California State Fair, Sacramento, wraps a successful 2015 run with a nearly 5-percent increase in attendance.

Comfortable weather, drone racing, great live music and top-notch activities made this year’s California State Fair in Sacramento a big hit.

“We had a spectacular year this year,” said Rick Pickering, CEO of the California Exposition & State Fair.

Numbers across the board were up, with overall attendance growing to 787,833 this year compared to 750,455 in 2014. Daily attendance averaged 45,992 — the highest the California State Fair has seen since 2007. Additionally, paid attendance was the highest it’s been in 10 years.

New events and extended horse racing helped boost business, fair vendors and administrators said.

“There were a lot of things that the fair did to keep it going strong,” said food vendor Amber Vandewarker, who owns The Bacon Habit with her husband, Nathan. “There were a few good concerts this year, a big rugby tournament, national drone racing and horse racing.”

Those events combined with favorable weather in the mid 80s to low 90s kept fair participants engaged in the various activities.

“There were a lot of things that the fair did to keep it fun,” Vandewarker said.

It’s the third year that she’s served up her bacon treats to fair patrons, and this year she sold roughly 2,500 pounds of bacon treats, including corn on the cob wrapped bacon. Although the corn was produced by local farmers, the bacon was not, as it’s difficult to get that much pork locally, Vandewarker highlighted.

Fair participants helped feed the $9.5 million in food and beverage sales at the 17-day event, which was a 14-percent increase from the $8.3 million the fair logged in 2014.

It was “a substantial contribution to the Sacramento economy and further proof that this region loves its food,” stated a press release from fair officials. “The majority of food vendors saw increases in sales. … The single highest grossing food stand was Terry’s Barbecue, which had sales of $413,177. In total, nearly $1 million was spent at the barbecue stands at the fair.”

Additionally, craft brew sales were up a stunning 87 percent, Pickering said.

“That was a pretty spectacular number. The excitement of craft beer continues to grow,” he said.

To add to the excitement, the fair hosted its first national drone race, where drone racers from across the U.S. gathered for aviation fun. Fair officials had to get clearance from the Federal Aviation Administration for the racing, Pickering said.

“We hosted the U.S. Drone Racing Championship. The drone manufacturers have done wonderful things with drones and technology. Drones have done a number of things for the agricultural and farming business,” he said.

Horse racing also commenced at the nearly 700 acres of land that encompass the California State Fair.

“It was the first time we had three weeks of thoroughbred horse racing,” Pickering said, noting that in years past there’s been only two weeks of racing.

Horse racing attendance also was up with more than $2.2 million in bets placed at Cal Expo, with the per person wager up 14.4 percent, from roughly $65 this year compared to around $57 last year.

“Horse racing on the final weekend of the fair attracted nearly 14,000 fans.

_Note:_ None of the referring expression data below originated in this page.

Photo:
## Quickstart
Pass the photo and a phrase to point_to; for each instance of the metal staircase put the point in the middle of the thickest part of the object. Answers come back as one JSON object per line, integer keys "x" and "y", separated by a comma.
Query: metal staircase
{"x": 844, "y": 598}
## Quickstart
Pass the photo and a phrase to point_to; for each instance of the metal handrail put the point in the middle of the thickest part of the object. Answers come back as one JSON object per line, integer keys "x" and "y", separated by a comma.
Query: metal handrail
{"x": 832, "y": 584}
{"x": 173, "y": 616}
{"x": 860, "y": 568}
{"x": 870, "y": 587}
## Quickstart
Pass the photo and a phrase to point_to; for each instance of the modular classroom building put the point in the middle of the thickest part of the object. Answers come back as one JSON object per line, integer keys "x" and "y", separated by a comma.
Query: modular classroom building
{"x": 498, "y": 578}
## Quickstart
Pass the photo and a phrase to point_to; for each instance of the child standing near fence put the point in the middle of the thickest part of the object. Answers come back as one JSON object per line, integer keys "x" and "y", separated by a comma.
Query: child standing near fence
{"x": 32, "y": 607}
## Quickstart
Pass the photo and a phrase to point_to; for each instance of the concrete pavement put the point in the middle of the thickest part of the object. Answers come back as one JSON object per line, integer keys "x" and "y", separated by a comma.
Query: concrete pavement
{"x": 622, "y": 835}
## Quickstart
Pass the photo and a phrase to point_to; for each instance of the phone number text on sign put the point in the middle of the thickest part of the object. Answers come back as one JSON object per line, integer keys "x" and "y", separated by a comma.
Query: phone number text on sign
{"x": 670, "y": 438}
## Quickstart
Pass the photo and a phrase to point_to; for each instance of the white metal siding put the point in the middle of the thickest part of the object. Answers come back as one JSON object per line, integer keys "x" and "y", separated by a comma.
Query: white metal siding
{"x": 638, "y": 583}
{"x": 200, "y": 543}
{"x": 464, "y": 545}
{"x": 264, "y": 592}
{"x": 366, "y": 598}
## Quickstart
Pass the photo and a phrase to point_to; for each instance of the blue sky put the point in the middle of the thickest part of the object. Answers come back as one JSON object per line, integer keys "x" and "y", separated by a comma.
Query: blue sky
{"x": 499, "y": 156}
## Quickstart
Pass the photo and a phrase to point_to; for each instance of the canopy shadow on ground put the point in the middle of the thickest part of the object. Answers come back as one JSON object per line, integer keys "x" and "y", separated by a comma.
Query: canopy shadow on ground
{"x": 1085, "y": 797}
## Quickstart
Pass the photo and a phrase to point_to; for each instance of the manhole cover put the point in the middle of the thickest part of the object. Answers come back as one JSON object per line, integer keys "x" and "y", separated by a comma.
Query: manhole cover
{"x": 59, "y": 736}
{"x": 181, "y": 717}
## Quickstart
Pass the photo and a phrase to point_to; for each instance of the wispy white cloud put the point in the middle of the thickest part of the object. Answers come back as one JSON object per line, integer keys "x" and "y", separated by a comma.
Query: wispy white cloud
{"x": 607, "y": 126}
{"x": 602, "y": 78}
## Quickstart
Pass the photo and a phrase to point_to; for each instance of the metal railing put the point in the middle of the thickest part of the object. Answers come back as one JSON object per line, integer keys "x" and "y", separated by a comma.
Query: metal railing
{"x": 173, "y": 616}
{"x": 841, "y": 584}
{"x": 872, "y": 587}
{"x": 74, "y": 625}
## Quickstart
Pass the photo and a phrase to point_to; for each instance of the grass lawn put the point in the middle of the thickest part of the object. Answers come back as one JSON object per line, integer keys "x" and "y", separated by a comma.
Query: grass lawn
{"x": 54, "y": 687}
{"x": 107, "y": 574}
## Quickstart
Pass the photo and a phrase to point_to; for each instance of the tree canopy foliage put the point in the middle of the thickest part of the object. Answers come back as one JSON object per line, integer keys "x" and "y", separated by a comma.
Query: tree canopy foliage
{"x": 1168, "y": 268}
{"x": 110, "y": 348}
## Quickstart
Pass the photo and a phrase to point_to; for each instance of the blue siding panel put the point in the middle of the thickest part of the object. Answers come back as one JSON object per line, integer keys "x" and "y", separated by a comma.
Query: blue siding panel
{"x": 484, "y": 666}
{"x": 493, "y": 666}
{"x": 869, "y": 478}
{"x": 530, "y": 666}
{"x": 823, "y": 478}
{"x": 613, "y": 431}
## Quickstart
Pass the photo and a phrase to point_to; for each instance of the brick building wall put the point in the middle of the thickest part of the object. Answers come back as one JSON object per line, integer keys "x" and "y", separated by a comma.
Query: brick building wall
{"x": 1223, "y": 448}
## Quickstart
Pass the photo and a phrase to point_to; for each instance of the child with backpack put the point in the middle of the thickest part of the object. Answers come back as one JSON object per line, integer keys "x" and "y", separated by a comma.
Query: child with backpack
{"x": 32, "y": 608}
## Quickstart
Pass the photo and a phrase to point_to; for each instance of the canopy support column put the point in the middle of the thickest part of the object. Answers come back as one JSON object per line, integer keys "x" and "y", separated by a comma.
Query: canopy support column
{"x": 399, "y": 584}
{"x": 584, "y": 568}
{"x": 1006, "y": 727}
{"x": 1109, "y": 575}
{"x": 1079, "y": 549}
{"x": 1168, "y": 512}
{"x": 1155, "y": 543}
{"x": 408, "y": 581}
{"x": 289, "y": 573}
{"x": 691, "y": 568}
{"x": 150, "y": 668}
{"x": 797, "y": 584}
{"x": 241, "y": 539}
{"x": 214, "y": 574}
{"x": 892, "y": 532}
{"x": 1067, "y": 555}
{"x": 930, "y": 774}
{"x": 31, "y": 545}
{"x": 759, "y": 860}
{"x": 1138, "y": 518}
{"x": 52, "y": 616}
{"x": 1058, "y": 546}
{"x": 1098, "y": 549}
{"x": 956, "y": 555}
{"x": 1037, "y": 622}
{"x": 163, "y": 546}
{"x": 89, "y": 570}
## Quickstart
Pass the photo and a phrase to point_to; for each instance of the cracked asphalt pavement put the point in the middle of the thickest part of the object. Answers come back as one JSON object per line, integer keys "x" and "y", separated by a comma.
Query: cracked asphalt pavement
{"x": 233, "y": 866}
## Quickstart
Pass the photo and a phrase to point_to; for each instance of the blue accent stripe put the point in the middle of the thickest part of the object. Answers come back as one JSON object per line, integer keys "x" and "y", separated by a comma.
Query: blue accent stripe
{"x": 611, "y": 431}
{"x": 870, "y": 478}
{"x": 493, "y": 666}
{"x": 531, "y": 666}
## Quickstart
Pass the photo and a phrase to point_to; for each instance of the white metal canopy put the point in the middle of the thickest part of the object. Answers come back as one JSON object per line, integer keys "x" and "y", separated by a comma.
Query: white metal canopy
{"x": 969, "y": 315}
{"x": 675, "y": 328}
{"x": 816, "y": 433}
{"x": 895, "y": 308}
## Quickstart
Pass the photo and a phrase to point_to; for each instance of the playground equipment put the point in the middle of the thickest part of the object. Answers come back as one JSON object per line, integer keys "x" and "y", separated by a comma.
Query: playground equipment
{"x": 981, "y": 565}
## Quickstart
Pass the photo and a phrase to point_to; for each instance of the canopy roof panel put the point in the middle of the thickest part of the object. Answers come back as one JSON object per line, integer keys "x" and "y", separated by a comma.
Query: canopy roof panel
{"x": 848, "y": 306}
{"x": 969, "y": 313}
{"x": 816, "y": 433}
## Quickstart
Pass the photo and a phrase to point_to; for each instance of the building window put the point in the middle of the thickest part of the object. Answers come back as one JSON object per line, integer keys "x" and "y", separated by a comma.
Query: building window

The final day of the fair saw 6,324 race fans — a record number of attendees at the track,” stated the press release.

It also was the first year for the extra virgin olive oil competition, with around 140 entries. And, what’s a state fair without a large carnival?

Butler Amusements hosted the carnival, tallying a 13.5-percent increase in sales in 2015 compared to last year. In total, the carnival logged $4,651,109.

The fairgrounds operate year-round, and the 2016 California State Fair planning began well before the 2015 fair, Pickering said.

He and his team are constantly working on conserving water and how water is used throughout the fair in light of California’s drought.

Security continues to be a large focus for fair officials. Each year, they work to make the fair bigger, better and safer than the last, Pickering said.